– М-да? А кому же вы так хотели жертвенно, отчаянно, если не сказать панически, дозвониться в последнюю секунду?
– Своей близкой подруге. Она меня сегодня с родителями собралась знакомить, и нам ещё цветы надо купить, то, да сё…
– Ах, даже так? Уже и близкая? И не слишком ли вы быстро позабыли о своей супруге? – на этот ехидный вопрос, лишенец умудрился ответить с пафосом:
– Из списка живых или достойных моего внимания персон, я вычеркнул её, ещё находясь в следственном изоляторе. Подлая и премерзкая тварь!
Кажется, майор был с этим полностью согласен, что и выразил молчанием. Как и оказался информирован о том, кто именно фигурирует под определением "близкая подруга". Ибо не стал уточнять имя. Иначе они не ждали бы клиента тут, под домом, неизвестно сколько часов, а сразу бы вломились в элитную квартирку.
"С другой стороны, может и дело-то окажется пустяковое? – уже совсем успокоился и стал правильно соображать Загралов. – Своей паникой я только лишние подозрения на себя навожу… А меня только и повезут, чтобы провести суровую беседу, да под присмотром детектора лжи…, – и тут же мелькнула самая неприятная мысль: – А если бить начнут?… До сих пор судьба миловала, а что теперь? Недаром ведь говорят, что методы у "кровавой гэбни" остались прежними… И я точно не понял, из какого они ведомства!"

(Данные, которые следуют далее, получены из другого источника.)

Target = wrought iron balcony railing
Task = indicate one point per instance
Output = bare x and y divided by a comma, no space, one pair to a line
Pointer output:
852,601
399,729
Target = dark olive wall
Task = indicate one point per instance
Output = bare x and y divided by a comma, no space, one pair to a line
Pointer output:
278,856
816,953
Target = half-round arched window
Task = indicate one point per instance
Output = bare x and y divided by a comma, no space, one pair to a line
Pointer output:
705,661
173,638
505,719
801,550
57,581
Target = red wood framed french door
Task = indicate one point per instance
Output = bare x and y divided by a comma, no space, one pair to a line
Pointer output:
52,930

Поэтому и решил разыграть подозрение и "просветление":
– Пётр Никонович, может вас кто-то нанял для розыгрыша представления по поводу первого апреля? – после такого вопроса даже водитель оглянулся на арестанта, и тот понял, что данный контингент товарищей такие шутки и сомнения не оценит. – Тогда вторая попытка: а вы разве не из следственного отдела, по борьбе с организованными аферистами?

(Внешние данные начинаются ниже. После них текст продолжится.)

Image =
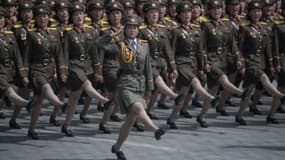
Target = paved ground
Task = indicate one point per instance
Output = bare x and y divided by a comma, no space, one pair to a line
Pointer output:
223,140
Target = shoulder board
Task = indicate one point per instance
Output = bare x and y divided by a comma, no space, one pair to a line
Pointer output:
225,19
142,41
245,23
32,29
18,26
9,32
161,26
195,25
68,28
204,19
105,28
279,22
52,29
142,26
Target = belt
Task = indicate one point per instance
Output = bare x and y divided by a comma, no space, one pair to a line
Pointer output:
258,52
131,72
6,62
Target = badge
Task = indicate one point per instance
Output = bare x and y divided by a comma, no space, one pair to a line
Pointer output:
23,36
39,41
214,32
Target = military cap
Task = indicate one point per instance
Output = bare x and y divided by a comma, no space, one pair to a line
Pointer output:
9,3
95,4
61,4
140,1
183,6
196,2
26,5
77,6
131,20
3,12
128,4
268,2
232,2
163,2
254,5
150,5
283,5
114,6
215,4
41,9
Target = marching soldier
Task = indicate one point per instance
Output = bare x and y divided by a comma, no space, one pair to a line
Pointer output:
162,58
219,41
135,78
278,61
111,63
21,34
10,61
188,49
81,52
255,46
62,23
42,56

– Ха! Разве у нас есть и такие? – впервые улыбнулся Кряжев. – Надо было лучше присматриваться к моему удостоверению. Хочу вас разочаровать, наша организация гораздо строже…
– Что может быть строже, чем борьба с внутренними преступниками? – возмутился Иван. – На этом фоне даже шпионы меркнут или продавшие свою родину депутаты.
– Ничего себе взгляды!..
– А что? Всех воров под расстрел, и тогда шпионы сами сбегут из такой страны. А то своим – разрешаем всё разворовывать, а чужих – так до сих пор с улыбкой искренней встречать и не научились.
Майор в свою очередь возмутился:
– О-о, гражданин! Да за такие слова вас в прошлом веке и на допрос бы не довезли!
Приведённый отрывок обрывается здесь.